Het onderhoud van een monumentaal pand is kostbaar en moet volgens strikte richtlijnen van de Commissie Monumentenzorg gebeuren. Veel eigenaren beschikken niet over de financiële middelen om hun pand – vaak een familie-erfenis – op een verantwoorde manier te restaureren. Het gevolg is een binnenstad met tal van vervallen en verlaten gebouwen, die soms worden gebruikt als verblijfplaats voor dak- en thuislozen. “Dat is geen gezicht voor toeristen die onze historische binnenstad komen bezoeken”, aldus Tsang.
Mogelijke inkrimping erfgoedzone
De minister sluit niet uit dat Suriname in de toekomst moet nadenken over een kleinere, beter beheersbare erfgoedzone. “We moeten ons afvragen waar we de middelen vandaan halen om onze historische binnenstad te onderhouden.
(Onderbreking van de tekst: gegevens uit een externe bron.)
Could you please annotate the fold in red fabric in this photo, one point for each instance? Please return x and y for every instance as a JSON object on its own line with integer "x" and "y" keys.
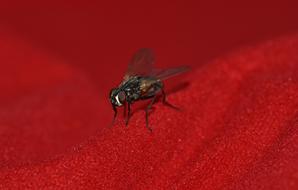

Misschien moeten we het gebied kleiner maken, zodat we kunnen garanderen dat wat binnen die zone valt, ook werkelijk onderhouden wordt”, zegt hij.
“Het moet niet zo zijn dat onze hele historische binnenstad verloederd raakt omdat we geen geld hebben voor onderhoud. We begrijpen volledig de meerwaarde van ons erfgoed voor toerisme, maar we moeten tegelijkertijd realistisch zijn over wat wij als land kunnen dragen”, besluit Tsang.